Enviada em 22/11/2020

Na música “Respeita as Mina”, há a representação de como os desrespeitos ao sexo feminino são frequentes. Do mesmo modo, a narrativa não destoa da realidade atual, na qual não só as mulheres, mas principalmente elas vêm sendo objetificadas em propagandas para a obtenção de lucros, gerando consequências negativas para as mesmas na sociedade.

Em primeira análise, é evidente o fato de que, na atualidade, não se preocupar com o respeito ao sexo feminino é algo que traz lucro aos dirigentes. De maneira análoga, segundo Karl Marx, a economia é a base da infraestrutura. Nesse sentido, os valores morais são perdidos, agravando em publicidades machistas que mostram a mulher como um objeto disponível para satisfazer os homens, com o intuito de aumentar as vendas. Assim como, em propagandas de cerveja é mostradas mulheres com pouca roupa para atrair o público masculino.

Ademais, devido à constante objetificação do sexo feminino, o mesmo vem sofrendo prejuízos. Desse modo, segundo Michel Foucault, o poder articula-se em uma linguagem que cria mecanismos de controle e coerção, os quais aumentam a subordinação. Nesse viés, as mulheres são subordinadas a conviver sendo objetificadas frequentemente na publicidade, influenciando na sociedade atual, acarretando em mais pensamentos machistas e no estímulo a abusos e estupros, atuando na direção contrária à igualdade de gênero.

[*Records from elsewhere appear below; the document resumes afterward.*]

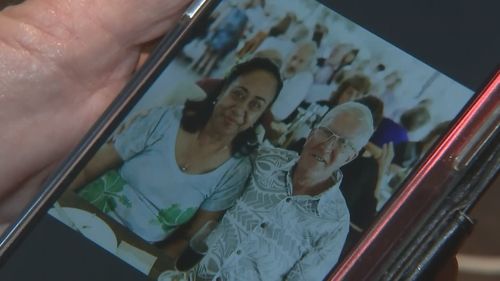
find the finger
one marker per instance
(12, 204)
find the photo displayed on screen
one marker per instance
(264, 150)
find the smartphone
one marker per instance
(196, 171)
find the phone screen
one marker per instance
(244, 159)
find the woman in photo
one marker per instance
(174, 165)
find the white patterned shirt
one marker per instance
(271, 234)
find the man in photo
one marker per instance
(292, 220)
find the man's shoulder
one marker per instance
(274, 158)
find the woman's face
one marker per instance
(243, 102)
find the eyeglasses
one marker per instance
(325, 134)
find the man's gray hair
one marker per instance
(362, 113)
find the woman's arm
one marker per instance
(179, 241)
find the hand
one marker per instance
(61, 64)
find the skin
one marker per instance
(349, 94)
(320, 159)
(61, 63)
(239, 107)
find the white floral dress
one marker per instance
(149, 194)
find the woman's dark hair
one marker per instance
(415, 118)
(197, 113)
(359, 82)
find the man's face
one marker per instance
(298, 61)
(332, 144)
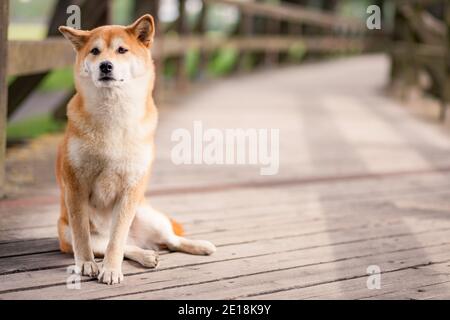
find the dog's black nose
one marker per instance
(106, 67)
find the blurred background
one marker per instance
(359, 92)
(38, 113)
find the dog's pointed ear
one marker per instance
(78, 38)
(143, 29)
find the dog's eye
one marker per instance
(95, 51)
(122, 50)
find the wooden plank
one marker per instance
(254, 275)
(36, 56)
(27, 57)
(309, 235)
(174, 46)
(294, 13)
(4, 21)
(25, 247)
(283, 278)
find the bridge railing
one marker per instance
(279, 29)
(421, 47)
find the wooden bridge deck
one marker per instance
(361, 183)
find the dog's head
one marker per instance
(111, 56)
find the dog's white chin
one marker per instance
(108, 84)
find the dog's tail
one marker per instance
(177, 227)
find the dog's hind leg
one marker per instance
(151, 227)
(147, 258)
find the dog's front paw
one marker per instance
(150, 259)
(88, 268)
(110, 276)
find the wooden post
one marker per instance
(244, 29)
(180, 62)
(272, 28)
(142, 7)
(4, 21)
(446, 86)
(200, 29)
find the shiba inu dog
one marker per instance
(106, 155)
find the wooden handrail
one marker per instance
(294, 13)
(28, 57)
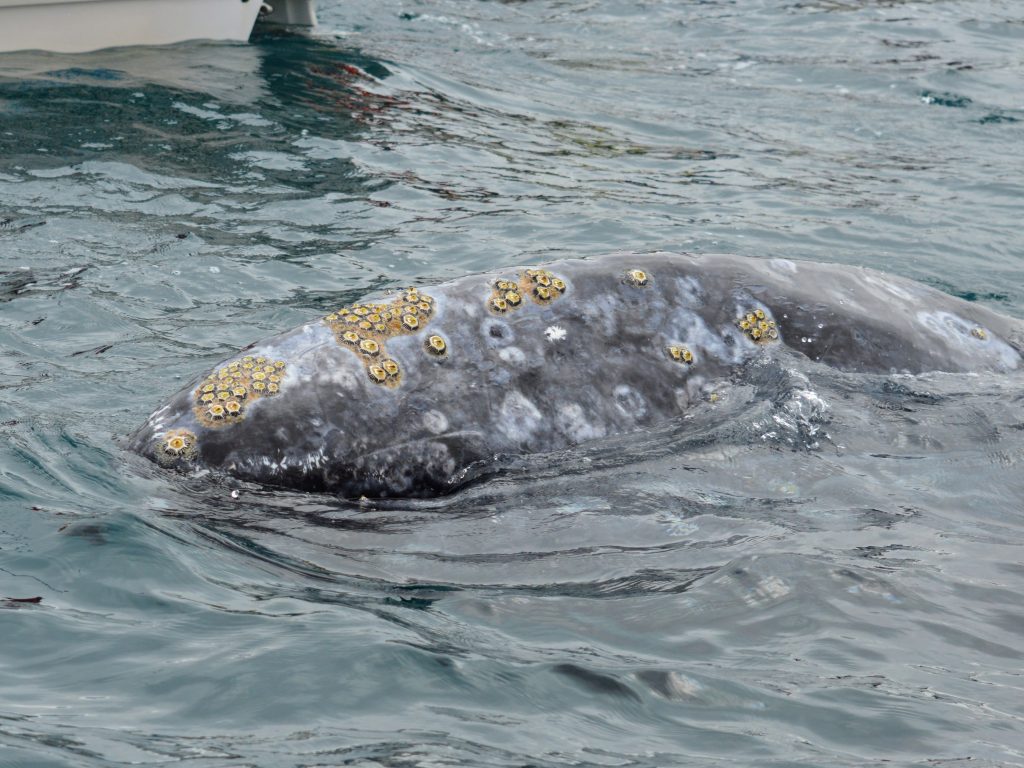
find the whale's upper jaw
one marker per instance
(623, 344)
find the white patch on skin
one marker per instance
(519, 418)
(339, 377)
(889, 288)
(512, 355)
(554, 333)
(955, 330)
(435, 422)
(571, 421)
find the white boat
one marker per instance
(78, 26)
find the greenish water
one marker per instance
(732, 595)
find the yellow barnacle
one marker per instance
(178, 442)
(175, 444)
(436, 345)
(636, 278)
(680, 354)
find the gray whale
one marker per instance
(414, 392)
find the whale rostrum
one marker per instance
(399, 395)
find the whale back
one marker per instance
(409, 394)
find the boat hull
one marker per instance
(79, 26)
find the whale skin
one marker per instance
(416, 391)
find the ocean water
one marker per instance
(828, 572)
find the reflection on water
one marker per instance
(768, 584)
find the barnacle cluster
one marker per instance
(174, 445)
(637, 278)
(680, 353)
(758, 326)
(221, 398)
(540, 285)
(366, 329)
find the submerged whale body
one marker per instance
(413, 393)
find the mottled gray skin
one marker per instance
(509, 385)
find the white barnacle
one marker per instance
(554, 333)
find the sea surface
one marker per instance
(828, 573)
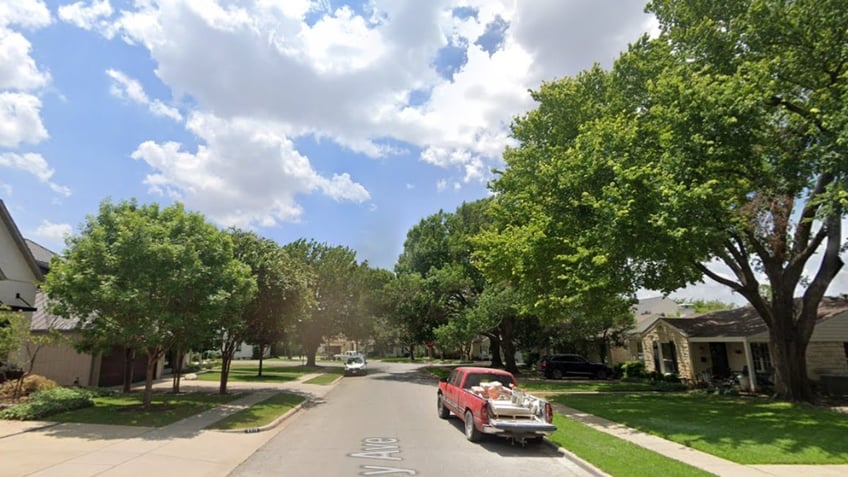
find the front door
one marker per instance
(718, 356)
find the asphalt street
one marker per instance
(386, 424)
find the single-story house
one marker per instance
(719, 343)
(23, 264)
(645, 313)
(19, 273)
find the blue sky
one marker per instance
(344, 122)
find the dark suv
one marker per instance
(559, 365)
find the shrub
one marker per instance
(31, 384)
(48, 402)
(633, 369)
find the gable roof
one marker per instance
(6, 219)
(743, 322)
(43, 320)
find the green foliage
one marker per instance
(706, 306)
(30, 384)
(633, 369)
(333, 271)
(145, 278)
(48, 402)
(722, 139)
(14, 332)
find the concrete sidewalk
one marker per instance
(182, 448)
(701, 460)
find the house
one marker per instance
(19, 273)
(60, 361)
(23, 264)
(736, 341)
(645, 314)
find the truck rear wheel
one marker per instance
(471, 432)
(444, 412)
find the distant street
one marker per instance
(386, 424)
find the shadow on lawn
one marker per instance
(744, 430)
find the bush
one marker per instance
(633, 369)
(31, 384)
(51, 401)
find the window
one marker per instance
(761, 357)
(845, 345)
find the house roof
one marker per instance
(42, 320)
(649, 310)
(41, 255)
(6, 218)
(743, 322)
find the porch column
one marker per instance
(661, 360)
(749, 360)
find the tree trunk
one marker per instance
(225, 373)
(228, 349)
(507, 343)
(495, 350)
(789, 350)
(177, 366)
(129, 359)
(261, 354)
(152, 359)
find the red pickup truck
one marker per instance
(489, 402)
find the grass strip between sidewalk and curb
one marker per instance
(323, 379)
(615, 456)
(745, 430)
(126, 409)
(260, 414)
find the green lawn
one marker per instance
(271, 373)
(567, 386)
(325, 378)
(743, 430)
(125, 409)
(615, 456)
(261, 413)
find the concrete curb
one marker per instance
(276, 422)
(585, 465)
(279, 420)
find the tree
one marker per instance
(139, 276)
(333, 270)
(14, 332)
(724, 138)
(283, 296)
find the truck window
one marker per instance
(452, 379)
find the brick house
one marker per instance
(736, 341)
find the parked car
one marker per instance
(348, 354)
(559, 365)
(356, 366)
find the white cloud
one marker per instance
(17, 68)
(20, 119)
(347, 76)
(26, 13)
(89, 16)
(125, 87)
(54, 233)
(247, 173)
(35, 165)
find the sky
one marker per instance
(342, 122)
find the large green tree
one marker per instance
(722, 140)
(138, 276)
(333, 272)
(283, 295)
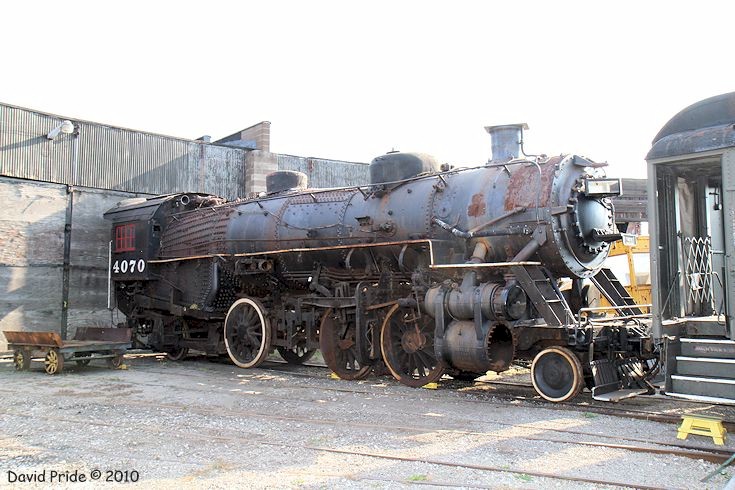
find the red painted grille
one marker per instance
(125, 238)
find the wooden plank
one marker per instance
(45, 339)
(102, 334)
(32, 223)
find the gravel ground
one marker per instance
(211, 425)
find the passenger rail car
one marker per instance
(423, 271)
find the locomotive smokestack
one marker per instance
(506, 140)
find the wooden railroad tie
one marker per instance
(702, 426)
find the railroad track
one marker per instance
(586, 406)
(716, 456)
(535, 400)
(631, 444)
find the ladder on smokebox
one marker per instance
(615, 293)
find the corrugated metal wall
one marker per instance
(107, 157)
(327, 173)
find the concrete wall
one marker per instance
(325, 173)
(109, 157)
(33, 237)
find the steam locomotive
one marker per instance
(424, 271)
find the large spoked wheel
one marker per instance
(408, 347)
(247, 333)
(53, 363)
(21, 360)
(177, 353)
(298, 355)
(337, 342)
(557, 374)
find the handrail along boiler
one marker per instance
(426, 270)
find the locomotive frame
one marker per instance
(422, 272)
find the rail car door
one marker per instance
(692, 251)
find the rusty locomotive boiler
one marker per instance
(425, 270)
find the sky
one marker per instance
(350, 80)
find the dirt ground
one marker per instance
(201, 424)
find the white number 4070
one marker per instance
(128, 266)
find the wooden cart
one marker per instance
(89, 344)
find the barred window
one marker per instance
(125, 238)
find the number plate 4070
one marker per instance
(130, 266)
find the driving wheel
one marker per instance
(247, 333)
(407, 341)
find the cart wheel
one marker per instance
(115, 362)
(21, 360)
(53, 363)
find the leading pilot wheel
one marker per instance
(556, 374)
(407, 341)
(247, 333)
(338, 343)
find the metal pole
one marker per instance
(109, 275)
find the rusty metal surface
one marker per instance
(528, 187)
(44, 339)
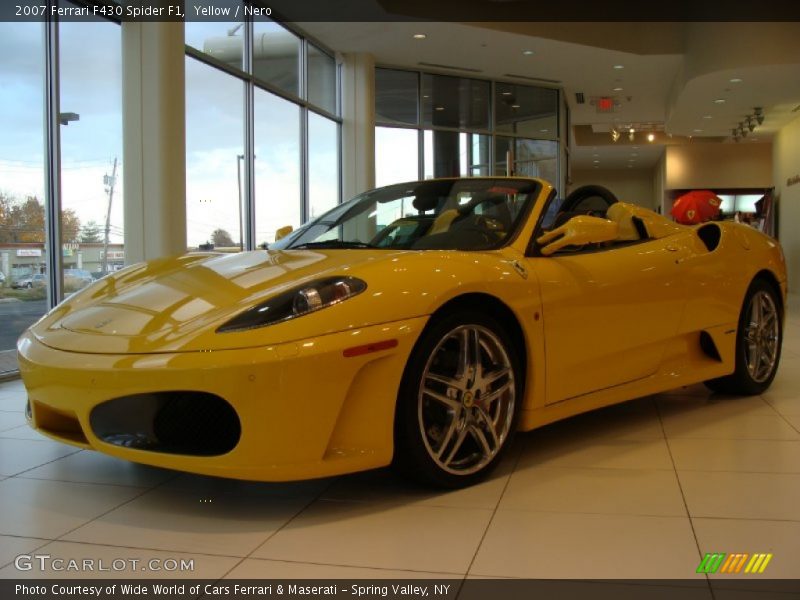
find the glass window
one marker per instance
(537, 158)
(214, 156)
(455, 102)
(454, 154)
(277, 165)
(323, 164)
(526, 111)
(22, 235)
(396, 155)
(321, 74)
(276, 56)
(221, 40)
(91, 151)
(532, 158)
(396, 96)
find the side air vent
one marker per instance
(710, 235)
(708, 346)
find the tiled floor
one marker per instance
(640, 490)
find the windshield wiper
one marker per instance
(332, 244)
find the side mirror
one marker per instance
(282, 232)
(578, 231)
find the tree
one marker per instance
(23, 221)
(91, 233)
(222, 239)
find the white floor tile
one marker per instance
(222, 524)
(760, 456)
(385, 486)
(567, 546)
(742, 495)
(256, 568)
(109, 562)
(546, 450)
(12, 546)
(402, 536)
(87, 466)
(609, 491)
(17, 456)
(49, 509)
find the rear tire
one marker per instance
(758, 343)
(459, 401)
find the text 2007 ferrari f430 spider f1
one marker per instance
(421, 324)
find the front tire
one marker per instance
(458, 402)
(758, 343)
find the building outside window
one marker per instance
(430, 125)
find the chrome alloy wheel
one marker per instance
(466, 399)
(762, 337)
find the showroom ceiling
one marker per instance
(687, 82)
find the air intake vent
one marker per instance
(526, 78)
(449, 67)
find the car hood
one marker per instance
(176, 305)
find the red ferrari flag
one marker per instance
(695, 207)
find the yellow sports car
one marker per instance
(421, 324)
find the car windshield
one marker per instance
(442, 214)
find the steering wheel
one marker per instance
(592, 200)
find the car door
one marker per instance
(609, 312)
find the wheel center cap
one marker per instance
(468, 400)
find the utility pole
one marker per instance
(109, 182)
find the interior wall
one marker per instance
(698, 166)
(629, 185)
(786, 153)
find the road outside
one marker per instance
(15, 317)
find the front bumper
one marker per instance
(305, 409)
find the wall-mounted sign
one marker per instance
(29, 251)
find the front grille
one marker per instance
(179, 422)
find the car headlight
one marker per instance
(299, 301)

Portanto, ao Estado é de extrema importância que tome atitudes contra as propagandas machistas, por meio de um projeto de leis mais dinâmicas. Sendo assim, sendo proibido mostrar o sexo feminino como ínfero ou como objeto para satisfazer os homens, não influenciando em abusos ou em estupros, com a finalidade de frear a objetificação da mulher na publicidade, assim como é retratado na música: “Respeita as Mina”.